I have implemented a trie for pattern searching and that is working fine. Using this trie I can find all the keywords present in text in O(n) complexity.
Problem is I want to use regex for my patterns(keywords) and want to find all the keywords present in the text.
Example: I write [a-z0-9\.]{6, 30}\@[a-z0-9\.]{2,12}\.[a-z0-9]{2,6} to find email id and it will fetch me the right thing but it will not find the sub-strings lying under first or second block.
For example i have the text as.
examplegmail@gmail.com
and keywords are : ample mail
In this example this regex will tell me the email id's ending position but it will not tell anything about ample
or mail
keyword.
EDIT: suppose I have regex as a*(b|cd?)+ and the DFA would look like::
and now I have data like dfdfdacbcbbcb in this data it'll tell me the patterns after reaching at ac and so on at every character but how shall I get to know the length of ending patterns????
Your "trie" contains operations: "test for char" "branch to nth subtree".
Add another operator to save positions: "remember Nth character index" which writes the current character position the trie is inspecting into the nth slot of an array of pointers into the string.
Insert these operators in your (abstract) trie specification, compile to the real trie and then run it. As the trie matcher "crosses" various critical points in your match, it can record those points in the string buffer. At a final match, you have an array of pointers (as many as you like) to the subparts of your match.
For your example:
[a-z0-9\.]{6, 30}\@[a-z0-9\.]{2,12}\.[a-z0-9]{2,6}
imagine I want to pick the text to the left and right of the the @.

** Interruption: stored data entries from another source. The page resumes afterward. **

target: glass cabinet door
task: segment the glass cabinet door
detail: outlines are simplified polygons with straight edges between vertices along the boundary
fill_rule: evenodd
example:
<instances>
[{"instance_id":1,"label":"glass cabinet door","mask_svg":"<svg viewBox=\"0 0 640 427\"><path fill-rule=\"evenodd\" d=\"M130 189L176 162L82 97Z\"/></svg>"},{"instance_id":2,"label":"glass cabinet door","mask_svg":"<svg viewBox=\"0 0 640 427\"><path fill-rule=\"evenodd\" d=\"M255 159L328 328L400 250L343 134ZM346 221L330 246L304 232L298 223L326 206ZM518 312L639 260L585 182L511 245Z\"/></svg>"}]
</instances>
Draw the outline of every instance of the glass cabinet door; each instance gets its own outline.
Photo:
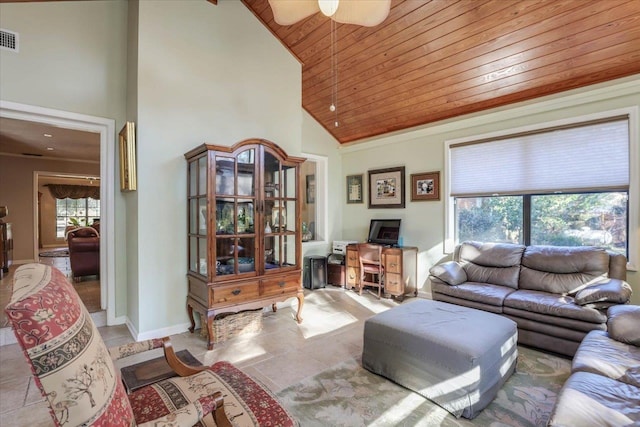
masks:
<instances>
[{"instance_id":1,"label":"glass cabinet door","mask_svg":"<svg viewBox=\"0 0 640 427\"><path fill-rule=\"evenodd\" d=\"M215 157L216 275L256 271L256 149Z\"/></svg>"},{"instance_id":2,"label":"glass cabinet door","mask_svg":"<svg viewBox=\"0 0 640 427\"><path fill-rule=\"evenodd\" d=\"M265 270L296 265L297 169L264 155Z\"/></svg>"},{"instance_id":3,"label":"glass cabinet door","mask_svg":"<svg viewBox=\"0 0 640 427\"><path fill-rule=\"evenodd\" d=\"M189 270L207 276L207 155L189 162Z\"/></svg>"}]
</instances>

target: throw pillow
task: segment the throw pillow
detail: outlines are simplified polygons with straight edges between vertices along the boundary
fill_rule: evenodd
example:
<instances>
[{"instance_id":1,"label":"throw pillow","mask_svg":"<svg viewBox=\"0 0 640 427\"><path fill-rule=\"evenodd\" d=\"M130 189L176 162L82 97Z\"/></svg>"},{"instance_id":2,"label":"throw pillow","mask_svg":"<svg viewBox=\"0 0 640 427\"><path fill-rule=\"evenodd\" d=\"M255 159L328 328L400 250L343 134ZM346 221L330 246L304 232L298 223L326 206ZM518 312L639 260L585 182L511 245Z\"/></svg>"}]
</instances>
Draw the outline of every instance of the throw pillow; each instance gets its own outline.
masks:
<instances>
[{"instance_id":1,"label":"throw pillow","mask_svg":"<svg viewBox=\"0 0 640 427\"><path fill-rule=\"evenodd\" d=\"M447 261L434 265L429 269L432 276L442 280L448 285L456 286L467 281L467 273L455 261Z\"/></svg>"},{"instance_id":2,"label":"throw pillow","mask_svg":"<svg viewBox=\"0 0 640 427\"><path fill-rule=\"evenodd\" d=\"M607 311L607 330L616 341L640 347L640 306L616 305Z\"/></svg>"},{"instance_id":3,"label":"throw pillow","mask_svg":"<svg viewBox=\"0 0 640 427\"><path fill-rule=\"evenodd\" d=\"M585 305L595 302L615 302L625 304L631 298L631 286L625 281L609 279L606 282L588 286L578 292L575 302Z\"/></svg>"}]
</instances>

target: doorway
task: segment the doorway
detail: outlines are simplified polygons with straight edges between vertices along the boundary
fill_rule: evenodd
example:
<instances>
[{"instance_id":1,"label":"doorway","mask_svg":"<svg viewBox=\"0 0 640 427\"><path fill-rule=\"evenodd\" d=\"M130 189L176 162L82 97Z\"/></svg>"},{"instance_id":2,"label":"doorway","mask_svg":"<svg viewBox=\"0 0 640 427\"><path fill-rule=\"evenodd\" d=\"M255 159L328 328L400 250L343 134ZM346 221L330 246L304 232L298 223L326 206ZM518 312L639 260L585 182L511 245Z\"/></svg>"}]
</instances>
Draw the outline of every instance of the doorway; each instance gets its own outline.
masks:
<instances>
[{"instance_id":1,"label":"doorway","mask_svg":"<svg viewBox=\"0 0 640 427\"><path fill-rule=\"evenodd\" d=\"M115 316L115 121L0 100L0 117L43 123L62 129L93 132L100 136L100 306L106 310L106 323L121 323ZM33 206L38 205L37 179L34 179ZM34 215L33 230L38 229ZM33 256L38 259L38 237L33 233Z\"/></svg>"}]
</instances>

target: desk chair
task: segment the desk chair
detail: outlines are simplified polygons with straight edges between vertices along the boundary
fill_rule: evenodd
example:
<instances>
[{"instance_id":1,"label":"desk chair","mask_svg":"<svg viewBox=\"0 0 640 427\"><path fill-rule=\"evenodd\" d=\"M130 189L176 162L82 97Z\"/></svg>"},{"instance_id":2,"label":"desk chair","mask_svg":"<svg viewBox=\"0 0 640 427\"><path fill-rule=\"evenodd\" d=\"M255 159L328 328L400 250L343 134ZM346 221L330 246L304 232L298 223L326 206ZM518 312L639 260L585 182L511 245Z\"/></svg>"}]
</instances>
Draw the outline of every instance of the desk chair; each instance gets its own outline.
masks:
<instances>
[{"instance_id":1,"label":"desk chair","mask_svg":"<svg viewBox=\"0 0 640 427\"><path fill-rule=\"evenodd\" d=\"M380 299L380 293L384 286L382 246L371 243L358 243L358 259L360 260L360 295L362 295L362 288L371 286L378 288L378 299Z\"/></svg>"}]
</instances>

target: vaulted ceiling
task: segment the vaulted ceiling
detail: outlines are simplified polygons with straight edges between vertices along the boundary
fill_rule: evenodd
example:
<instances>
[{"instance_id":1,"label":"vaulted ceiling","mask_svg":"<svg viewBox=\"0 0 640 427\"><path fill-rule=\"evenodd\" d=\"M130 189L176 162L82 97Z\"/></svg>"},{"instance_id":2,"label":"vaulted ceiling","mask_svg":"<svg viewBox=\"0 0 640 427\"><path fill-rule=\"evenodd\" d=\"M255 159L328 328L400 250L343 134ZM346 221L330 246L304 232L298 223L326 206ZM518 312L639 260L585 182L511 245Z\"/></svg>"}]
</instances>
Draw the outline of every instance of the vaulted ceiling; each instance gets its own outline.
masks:
<instances>
[{"instance_id":1,"label":"vaulted ceiling","mask_svg":"<svg viewBox=\"0 0 640 427\"><path fill-rule=\"evenodd\" d=\"M302 106L340 143L640 73L638 0L392 0L373 28L273 20L242 0L302 64ZM339 126L334 122L338 121Z\"/></svg>"}]
</instances>

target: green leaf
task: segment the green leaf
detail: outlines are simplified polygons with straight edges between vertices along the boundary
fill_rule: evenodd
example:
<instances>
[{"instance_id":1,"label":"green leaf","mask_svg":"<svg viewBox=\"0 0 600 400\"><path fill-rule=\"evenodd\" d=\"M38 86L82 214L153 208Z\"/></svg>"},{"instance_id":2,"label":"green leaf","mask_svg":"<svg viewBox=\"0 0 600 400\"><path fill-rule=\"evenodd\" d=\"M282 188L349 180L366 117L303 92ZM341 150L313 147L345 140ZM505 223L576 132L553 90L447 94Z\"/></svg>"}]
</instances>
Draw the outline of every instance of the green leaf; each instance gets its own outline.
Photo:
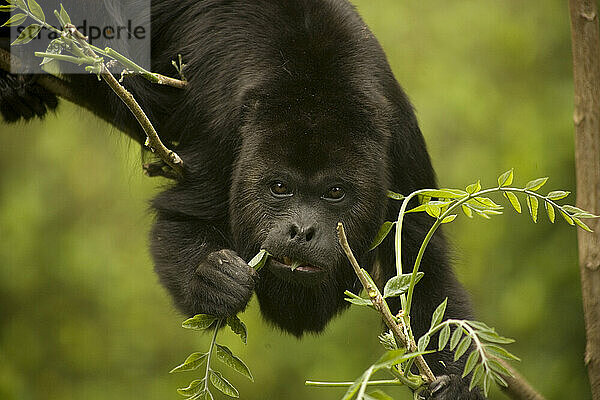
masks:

I add position saving operators, which I have arbitrarily denoted as "#n":
#1[a-z0-9\.]{6, 30}#2\@[a-z0-9\.]{2,12}\.[a-z0-9]{2,6}#3
This will (rather trivially) capture the starting position, the position of the "@" sign, and (rather trivially) the end position, as positions 1, 2 and 3. Of course, you can more more in the middle, as you see fit.
[Many regex systems implicitly do this where they encounter grouping operators (...), number the groupings from left to right. That can always be enough, because you can always wrap an interesting sub-regex in such a grouping operator. I like the explicit indication scheme; it is clear to the reader, and the pattern matcher, where it must insert these position-capture operations. We have implemented regex matchers using exactly the #n notation above.].
If you are looking for a wide variety of keywords and related text, your trie likely has a lot of choice operators in it. You can add these position capture operators in appropriate places in each choice branch to pick out information relevant to the keyword. You may need to add another operator, "recognized keyword k", to help the code that interprets the pattern matcher result understand which special keywords got found, and therefore how to interpret the position indexes.